GLH: "First, there was a denial that exports are a cost and imports are a benefit. That should be undeniable.
One has to understood how this is meant. It is obviously, tautologically, true by definition, if one is trying to not speak in a weird way. There would be no need to say it except that people generalize and specialize statements successively but don't follow or perform the logic correctly. Because they are afraid to look stupid by going over every stupid little baby step - but they end up talking nonsense. MMT and Functional Finance is all about "not talking nonsense."
If this statement were true then every country that imported would be rich and every country that exported would be poor.
This is true if the importing country pays nothing for the imports and exporting countries get nothing for the imports- usually called "stealing". That is the function of money/credit/debt when one is not just grabbing - to have something to "export" - the money/credit/debt, when one is importing. etc. In the real world imports are (almost) always matched by a financial "export" - so "imbalance, what imbalance?"
In those cases an importer is exporting jobs, skills, and capital whereas an exporter is exporting excess production. Short term imports of agriculture and manufacture may be a benefit but long term, I don't see it.
Sure, but the "exporting jobs & skills" is a different thing from the "importing excess production". It is not logical to blame the first on the second. Or call the "not exporting jobs & skills" - evil "government intervention". Of course much depends on (a) the aggregate net effect of trade deficits & their deflationary effects and (b) the importance of the particular jobs and skills and capacity. Functional finance and the job guarantee handle (a).

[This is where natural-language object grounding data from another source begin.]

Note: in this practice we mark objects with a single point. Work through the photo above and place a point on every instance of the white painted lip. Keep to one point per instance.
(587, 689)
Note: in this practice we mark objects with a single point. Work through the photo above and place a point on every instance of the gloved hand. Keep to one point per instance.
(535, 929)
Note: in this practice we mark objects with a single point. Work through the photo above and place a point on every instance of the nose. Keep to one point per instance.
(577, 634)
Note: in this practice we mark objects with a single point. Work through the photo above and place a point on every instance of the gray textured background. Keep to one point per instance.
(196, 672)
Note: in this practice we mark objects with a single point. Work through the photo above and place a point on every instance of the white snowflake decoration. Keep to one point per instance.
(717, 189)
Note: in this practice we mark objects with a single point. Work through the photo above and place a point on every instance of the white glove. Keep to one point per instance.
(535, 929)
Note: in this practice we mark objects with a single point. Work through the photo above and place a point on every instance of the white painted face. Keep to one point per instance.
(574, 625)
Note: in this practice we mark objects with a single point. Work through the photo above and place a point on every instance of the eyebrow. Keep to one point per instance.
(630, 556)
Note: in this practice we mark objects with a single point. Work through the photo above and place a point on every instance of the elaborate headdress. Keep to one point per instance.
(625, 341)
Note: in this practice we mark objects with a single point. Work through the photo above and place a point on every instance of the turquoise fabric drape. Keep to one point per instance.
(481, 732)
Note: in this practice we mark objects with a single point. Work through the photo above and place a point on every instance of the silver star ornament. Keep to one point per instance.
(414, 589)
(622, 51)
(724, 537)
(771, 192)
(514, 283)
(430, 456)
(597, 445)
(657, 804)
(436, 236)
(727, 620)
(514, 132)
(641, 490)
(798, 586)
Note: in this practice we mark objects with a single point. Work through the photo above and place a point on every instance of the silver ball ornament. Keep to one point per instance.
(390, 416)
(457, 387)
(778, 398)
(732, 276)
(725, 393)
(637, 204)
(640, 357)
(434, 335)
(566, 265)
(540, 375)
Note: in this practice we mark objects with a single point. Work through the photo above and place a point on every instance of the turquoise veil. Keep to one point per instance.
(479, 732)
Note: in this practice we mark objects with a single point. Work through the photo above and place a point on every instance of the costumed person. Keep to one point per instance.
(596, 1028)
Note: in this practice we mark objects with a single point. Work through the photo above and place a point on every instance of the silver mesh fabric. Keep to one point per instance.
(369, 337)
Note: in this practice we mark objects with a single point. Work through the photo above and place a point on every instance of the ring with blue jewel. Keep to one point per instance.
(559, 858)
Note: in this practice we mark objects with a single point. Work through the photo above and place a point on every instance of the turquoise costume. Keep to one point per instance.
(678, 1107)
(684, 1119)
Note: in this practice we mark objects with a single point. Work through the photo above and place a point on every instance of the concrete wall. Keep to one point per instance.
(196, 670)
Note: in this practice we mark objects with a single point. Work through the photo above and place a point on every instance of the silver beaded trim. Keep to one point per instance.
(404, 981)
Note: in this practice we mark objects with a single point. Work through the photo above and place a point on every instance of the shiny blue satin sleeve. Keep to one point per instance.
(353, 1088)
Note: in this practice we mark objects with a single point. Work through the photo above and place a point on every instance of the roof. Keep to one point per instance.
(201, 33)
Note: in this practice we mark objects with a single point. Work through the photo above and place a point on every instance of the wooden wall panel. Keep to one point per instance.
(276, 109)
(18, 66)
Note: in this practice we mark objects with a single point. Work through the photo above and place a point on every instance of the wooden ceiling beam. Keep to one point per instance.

On (b) some things, video games say, well who cares? Others, like agriculture, the ability to feed yourself - I am very conservative on. I'm rather more insouciant about exchange rates and capital controls and whatever on the foreign front than Bill Mitchell - but he is imho too insouciant about national food self-sufficiency, which for all the development and increasing wealth of many countries, even many on the bottom, has been declining in too many places.